А боевая учеба шла своим чередом. Подводились итоги боевых действий, обобщался опыт мастеров огня и маневра, анализировались наиболее результативные штурмовые удары, досконально — по картам и аэрофотоснимкам — изучался район предстоящих боев. От каждого летчика требовалось запомнить характерные ориентиры, знать топографические и архитектурные особенности населенных пунктов, расположение оборонительных полос, рек и речушек — и все это на значительную тактическую глубину.

Усиленно готовились к новым боям и наземные войска. При подготовке к наступательной операции танкистам нужно было «увидеть» местность на десятки километров [169] вперед.

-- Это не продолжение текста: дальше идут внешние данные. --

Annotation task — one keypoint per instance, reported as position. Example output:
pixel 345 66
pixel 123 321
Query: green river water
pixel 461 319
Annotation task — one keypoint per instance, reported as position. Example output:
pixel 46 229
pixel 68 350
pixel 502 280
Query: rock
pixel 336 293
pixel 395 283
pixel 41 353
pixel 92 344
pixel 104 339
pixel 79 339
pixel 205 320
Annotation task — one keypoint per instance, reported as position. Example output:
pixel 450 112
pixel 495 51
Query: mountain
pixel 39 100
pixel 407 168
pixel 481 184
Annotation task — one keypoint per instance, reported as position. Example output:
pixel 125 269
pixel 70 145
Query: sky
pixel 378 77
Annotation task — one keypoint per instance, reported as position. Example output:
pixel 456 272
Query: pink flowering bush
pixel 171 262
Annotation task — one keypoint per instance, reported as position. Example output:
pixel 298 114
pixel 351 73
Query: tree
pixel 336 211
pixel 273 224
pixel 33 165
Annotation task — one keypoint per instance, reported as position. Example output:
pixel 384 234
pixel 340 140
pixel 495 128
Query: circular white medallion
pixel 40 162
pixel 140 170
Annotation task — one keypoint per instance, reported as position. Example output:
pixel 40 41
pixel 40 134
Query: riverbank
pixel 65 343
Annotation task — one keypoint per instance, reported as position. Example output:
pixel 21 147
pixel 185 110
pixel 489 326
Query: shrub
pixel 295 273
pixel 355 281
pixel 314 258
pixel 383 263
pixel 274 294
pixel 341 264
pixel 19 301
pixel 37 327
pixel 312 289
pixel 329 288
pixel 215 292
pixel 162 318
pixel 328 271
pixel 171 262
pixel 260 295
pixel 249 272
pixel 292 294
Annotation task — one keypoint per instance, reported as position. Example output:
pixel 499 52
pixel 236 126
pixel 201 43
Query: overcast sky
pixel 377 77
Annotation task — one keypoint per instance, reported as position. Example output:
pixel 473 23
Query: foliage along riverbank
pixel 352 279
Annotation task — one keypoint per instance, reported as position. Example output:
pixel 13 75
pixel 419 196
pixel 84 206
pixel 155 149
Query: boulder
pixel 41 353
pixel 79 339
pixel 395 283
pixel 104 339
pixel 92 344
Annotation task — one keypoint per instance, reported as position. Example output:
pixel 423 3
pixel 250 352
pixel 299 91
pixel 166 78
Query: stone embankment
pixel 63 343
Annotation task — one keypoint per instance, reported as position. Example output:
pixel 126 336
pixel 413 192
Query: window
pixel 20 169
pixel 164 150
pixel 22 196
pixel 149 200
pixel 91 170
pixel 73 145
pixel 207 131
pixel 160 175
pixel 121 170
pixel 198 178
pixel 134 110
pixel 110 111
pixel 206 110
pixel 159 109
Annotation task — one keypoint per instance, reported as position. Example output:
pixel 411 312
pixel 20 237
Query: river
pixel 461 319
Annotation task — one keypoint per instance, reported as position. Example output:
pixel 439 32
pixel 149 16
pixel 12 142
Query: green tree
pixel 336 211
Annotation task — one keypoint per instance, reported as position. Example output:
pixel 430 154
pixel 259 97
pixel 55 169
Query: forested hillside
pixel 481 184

Активную помощь в этом оказывали им и мы.

...В начале января 1945 года я получил необычный боевой приказ: двумя самолетами Ил-2, оснащенными фотоаппаратурой, произвести аэрофотосъемку полосы: справа — Куссен, Траугуппеннен, Туттельн, Брайтенштайн; слева — Шокветтен, включительно Иоджен, Штумберн, Пляй-Пляукен. Высота фотографирования — двадцать метров. Глубина полосы фотографирования — двадцать километров.

Такое задание было для эскадрильи делом новым и ответственным. Вылет требовал от летчиков мужества, мастерства и очень высокого напряжения.

Мне предоставили время на разработку всесторонне продуманного плана. Вскоре я уже докладывал командиру свое решение: состав экипажей; профиль полета; обеспечение работы пары, фотографирующей местность своими силами, без истребителей прикрытия.

Владимир Федорович внимательно выслушал меня и одобрил план.

— Хорошо! Но остерегайтесь зениток. Вылет — по готовности. От взлета до подхода к аэродрому — полное радиомолчание! — напутствовал меня командир.

...Пока собираются летчики и воздушные стрелки, у меня есть время вместе со специалистами осмотреть установку фотоаппаратов на обоих самолетах, уточнить некоторые особенности работы с ними.

Еще раз разъясняю, как должна действовать основная пара, какова задача двух пар прикрытия. Теперь можно ставить конкретные задачи всем экипажам, уходящим на это задание.

Лететь без прикрытия, заведомо зная, что противник располагает значительными средствами противовоздушной обороны, очень рискованно. Да еще и ни единого слова нельзя произнести по радио, чтобы не демаскировать себя, не привлечь вражеских истребителей.

Весь полет проигрываем на земле, учитываем все — до мельчайших подробностей. Теперь — по самолетам!

Моторы прогреты. Жестом показываю механику: «Убрать колодки!». Он быстро выполняет требование. Увеличиваю обороты — и самолет покатил на старт. За мной гуськом, вздымая винтами клубы снежной пыли, идут остальные «ильюшины». Взлетаем, выстраиваемся [170] в правый пеленг трех пар и на бреющем уходим навстречу неизвестности. У меня ведомый Виктор Молозев. Среднюю пару ведет Михаил Карпеев, третью — Николай Давыдов.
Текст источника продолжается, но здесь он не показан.